Roses my neighbour bought for my birthday

What I have learned in this last year is to ask for help. I am going out the door more often to be in the company of friends. I stay calm in difficult situations and can solve what needs to be solved without drama.

My body is healthier. My outlook is more optimistic. I am finding it much easier to understand what is happening when negative emotions arise. It is very rarely that I find myself justifying my behaviour or condemning myself for a stupid error.

Body building, eating well and eight hours of sleep

What has helped me the most in my journey is the idea of no story. Things just happen. The sun has set. The sky is now edging turquoise to navy blue clouds. It just is.

companionship in the falling light

I am proud of myself for not sinking down into distracting negative behaviors to deal with emotions which come up. I have seen what drinking alcohol does to the mind, to the ego, to the personality. I have observed my financial tail spin when I tried to buy my way out of distress. So standing emotionally “undressed” in the wind of what is, is my choice. Ultimately, it is easier.

Why did that happen? Why did the relationships not work out? Why am I feeling stuck or lost in a particular moment? It just is. When the cold water of the lake is moving up my ankles and then drawing back again, I watch the movement and feel the temperature and texture. It just is.

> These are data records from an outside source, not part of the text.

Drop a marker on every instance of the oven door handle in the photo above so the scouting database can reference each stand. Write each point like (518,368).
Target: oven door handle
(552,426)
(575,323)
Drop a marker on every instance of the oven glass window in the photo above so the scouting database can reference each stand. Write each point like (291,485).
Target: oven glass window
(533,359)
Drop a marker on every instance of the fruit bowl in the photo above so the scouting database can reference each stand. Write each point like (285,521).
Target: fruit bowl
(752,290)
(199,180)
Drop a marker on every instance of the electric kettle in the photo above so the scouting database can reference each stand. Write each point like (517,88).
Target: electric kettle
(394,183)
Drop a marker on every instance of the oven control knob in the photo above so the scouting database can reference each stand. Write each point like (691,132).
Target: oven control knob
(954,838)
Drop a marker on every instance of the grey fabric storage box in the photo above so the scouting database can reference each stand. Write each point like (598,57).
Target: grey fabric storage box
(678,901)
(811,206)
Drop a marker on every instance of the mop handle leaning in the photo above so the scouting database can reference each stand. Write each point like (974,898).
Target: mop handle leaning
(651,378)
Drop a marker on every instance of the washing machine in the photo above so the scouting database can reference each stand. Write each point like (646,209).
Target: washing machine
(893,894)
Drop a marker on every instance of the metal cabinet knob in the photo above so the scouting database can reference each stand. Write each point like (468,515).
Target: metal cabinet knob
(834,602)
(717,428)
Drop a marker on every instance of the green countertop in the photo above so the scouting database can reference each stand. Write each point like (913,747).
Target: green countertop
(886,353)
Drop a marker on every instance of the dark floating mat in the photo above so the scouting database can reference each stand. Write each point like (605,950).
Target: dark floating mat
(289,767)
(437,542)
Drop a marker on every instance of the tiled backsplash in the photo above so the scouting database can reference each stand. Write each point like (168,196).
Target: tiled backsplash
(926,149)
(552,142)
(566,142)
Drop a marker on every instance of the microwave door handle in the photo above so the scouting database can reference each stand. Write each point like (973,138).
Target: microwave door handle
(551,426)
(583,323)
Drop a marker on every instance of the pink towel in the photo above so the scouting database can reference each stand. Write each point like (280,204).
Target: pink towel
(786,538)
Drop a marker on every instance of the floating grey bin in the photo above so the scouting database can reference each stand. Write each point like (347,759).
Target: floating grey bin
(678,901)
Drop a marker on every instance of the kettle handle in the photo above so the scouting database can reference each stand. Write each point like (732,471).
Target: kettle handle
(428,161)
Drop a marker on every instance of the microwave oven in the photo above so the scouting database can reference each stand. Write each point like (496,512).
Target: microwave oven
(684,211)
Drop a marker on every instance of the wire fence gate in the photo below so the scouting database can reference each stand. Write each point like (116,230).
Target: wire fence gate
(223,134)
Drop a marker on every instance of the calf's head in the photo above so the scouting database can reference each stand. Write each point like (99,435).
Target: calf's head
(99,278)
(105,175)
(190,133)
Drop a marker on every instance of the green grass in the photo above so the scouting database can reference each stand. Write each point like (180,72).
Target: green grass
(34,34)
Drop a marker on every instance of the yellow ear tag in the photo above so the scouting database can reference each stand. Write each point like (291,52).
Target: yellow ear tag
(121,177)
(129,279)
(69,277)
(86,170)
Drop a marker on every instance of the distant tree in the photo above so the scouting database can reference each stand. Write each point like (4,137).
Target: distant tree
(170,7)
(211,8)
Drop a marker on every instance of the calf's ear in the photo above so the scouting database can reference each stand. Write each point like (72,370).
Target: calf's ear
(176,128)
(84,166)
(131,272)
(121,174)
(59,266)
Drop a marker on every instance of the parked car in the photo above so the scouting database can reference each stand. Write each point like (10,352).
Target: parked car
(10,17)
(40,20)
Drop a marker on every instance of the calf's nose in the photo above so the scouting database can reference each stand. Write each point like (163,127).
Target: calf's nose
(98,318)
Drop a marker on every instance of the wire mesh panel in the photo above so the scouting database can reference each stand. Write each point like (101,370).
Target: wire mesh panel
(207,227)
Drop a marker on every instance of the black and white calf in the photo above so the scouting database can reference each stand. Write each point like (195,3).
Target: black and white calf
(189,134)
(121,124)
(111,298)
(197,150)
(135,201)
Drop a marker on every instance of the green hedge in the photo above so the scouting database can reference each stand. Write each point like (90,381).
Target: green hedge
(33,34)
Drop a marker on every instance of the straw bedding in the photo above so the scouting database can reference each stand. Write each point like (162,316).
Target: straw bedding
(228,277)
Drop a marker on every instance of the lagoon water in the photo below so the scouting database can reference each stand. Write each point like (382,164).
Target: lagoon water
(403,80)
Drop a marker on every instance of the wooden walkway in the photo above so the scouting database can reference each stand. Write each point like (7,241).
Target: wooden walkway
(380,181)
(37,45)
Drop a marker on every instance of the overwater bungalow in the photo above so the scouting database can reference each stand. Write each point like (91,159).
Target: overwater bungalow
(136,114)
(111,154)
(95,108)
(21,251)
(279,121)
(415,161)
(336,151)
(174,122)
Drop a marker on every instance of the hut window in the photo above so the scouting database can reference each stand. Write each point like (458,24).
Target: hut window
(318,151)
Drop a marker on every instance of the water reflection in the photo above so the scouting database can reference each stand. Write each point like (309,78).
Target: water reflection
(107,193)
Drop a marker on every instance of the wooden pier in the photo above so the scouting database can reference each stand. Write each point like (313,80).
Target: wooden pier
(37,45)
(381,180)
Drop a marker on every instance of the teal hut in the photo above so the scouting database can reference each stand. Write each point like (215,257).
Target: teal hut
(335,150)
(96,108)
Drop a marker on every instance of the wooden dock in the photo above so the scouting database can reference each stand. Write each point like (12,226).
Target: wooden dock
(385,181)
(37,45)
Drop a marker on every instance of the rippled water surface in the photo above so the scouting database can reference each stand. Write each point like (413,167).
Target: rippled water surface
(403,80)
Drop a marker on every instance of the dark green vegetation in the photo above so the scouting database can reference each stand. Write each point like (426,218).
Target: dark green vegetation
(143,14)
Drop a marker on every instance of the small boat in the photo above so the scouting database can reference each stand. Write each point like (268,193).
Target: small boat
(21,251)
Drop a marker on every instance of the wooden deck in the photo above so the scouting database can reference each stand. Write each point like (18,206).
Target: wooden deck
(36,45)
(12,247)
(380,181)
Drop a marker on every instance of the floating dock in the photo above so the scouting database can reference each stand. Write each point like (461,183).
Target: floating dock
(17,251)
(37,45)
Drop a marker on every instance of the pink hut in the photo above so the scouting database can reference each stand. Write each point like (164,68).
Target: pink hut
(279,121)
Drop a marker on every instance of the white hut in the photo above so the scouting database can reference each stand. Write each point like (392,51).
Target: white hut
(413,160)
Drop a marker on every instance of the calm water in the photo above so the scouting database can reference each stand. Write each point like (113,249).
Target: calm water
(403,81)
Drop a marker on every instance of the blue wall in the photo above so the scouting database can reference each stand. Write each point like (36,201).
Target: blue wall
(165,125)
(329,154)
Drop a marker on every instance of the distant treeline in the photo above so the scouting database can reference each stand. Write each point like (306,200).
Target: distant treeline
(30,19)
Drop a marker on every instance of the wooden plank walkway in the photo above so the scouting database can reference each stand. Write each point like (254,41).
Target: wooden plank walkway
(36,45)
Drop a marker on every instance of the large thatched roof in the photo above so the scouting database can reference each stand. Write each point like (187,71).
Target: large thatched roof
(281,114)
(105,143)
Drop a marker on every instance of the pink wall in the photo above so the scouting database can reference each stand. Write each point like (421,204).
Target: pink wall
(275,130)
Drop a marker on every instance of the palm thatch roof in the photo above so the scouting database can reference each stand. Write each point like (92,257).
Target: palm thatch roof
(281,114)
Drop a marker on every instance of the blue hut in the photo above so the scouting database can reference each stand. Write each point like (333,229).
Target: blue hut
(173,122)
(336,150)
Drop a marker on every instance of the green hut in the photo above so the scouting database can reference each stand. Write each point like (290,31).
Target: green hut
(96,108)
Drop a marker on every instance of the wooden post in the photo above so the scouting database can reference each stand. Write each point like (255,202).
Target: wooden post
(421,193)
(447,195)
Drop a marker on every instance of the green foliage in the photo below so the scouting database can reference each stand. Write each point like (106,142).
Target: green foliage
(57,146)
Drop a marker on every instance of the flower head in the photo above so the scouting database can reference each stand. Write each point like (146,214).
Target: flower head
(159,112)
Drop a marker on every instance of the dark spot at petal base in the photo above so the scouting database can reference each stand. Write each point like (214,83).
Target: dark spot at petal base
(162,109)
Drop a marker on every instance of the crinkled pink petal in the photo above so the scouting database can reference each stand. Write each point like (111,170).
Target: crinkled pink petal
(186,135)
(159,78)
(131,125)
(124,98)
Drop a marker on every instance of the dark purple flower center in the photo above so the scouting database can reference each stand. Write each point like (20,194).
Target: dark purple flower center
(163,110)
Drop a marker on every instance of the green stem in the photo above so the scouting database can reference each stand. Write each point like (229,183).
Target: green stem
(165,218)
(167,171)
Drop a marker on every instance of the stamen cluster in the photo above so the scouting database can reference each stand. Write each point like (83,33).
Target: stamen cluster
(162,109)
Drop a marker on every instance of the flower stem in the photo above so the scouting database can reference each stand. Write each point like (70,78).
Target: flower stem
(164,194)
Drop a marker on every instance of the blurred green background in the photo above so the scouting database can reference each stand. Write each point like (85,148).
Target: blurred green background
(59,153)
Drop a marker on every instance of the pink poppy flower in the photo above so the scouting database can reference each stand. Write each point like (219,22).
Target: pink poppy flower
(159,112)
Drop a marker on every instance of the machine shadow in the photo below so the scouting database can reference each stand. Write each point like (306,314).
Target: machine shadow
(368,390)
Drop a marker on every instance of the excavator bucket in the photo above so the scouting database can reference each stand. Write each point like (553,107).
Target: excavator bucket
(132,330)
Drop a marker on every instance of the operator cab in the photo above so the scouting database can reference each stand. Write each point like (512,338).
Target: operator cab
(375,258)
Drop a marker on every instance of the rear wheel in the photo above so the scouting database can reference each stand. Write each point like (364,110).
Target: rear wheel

We all have our own lessons. We are like children sitting in school with a worksheet, head resting on a hand. It is hard, so hard that we stick out our tongues, we hold the pencil awkwardly. We try an answer. We hope.

May you continue to dance through the autumn with a smile upon your face.

Where Am I Now?

Washington State passes

The question of where I am in life keeps popping up in my head. It is the result of linear thinking, three dimensional floating in my own waters of delusional aquarium life existence. “Where am I?” “How am I doing?” “What next?”

The sense of not knowing has been hanging in the air like some heavily laden perfume. The smell of repressed depression has lingered in the environment for almost three years.

The journey this summer has caused a sharp break in that sense of constraint. Driving across the states of Washington, Idaho, Montana, Wyoming, Utah and Colorado through the haze of smoke nestled on the horizon was an adventure.

The flat land stretched out for days. One night I was listening to the University of Utah’s jazz program that runs for several hours. Darkness, stars, flat almost deserted highway and beautiful Cab Calloway pieces were surrounding me. The show told me stories about the history of jazz and its great musicians.

Travel is so much a metaphor for life. The assumptions that I make about the next stretch are usually in error. Sitting in the heat inching along in Vancouver, B.C. because there were accidents on all three major egresses is good practice for patience. I put on my favorite CD and sang along. The thoughts peeking out from the back of my mind was, “Oh no. This will go on forever. It will take hours to get out of here. Now I will be late for the entire journey.” But it was a small voice.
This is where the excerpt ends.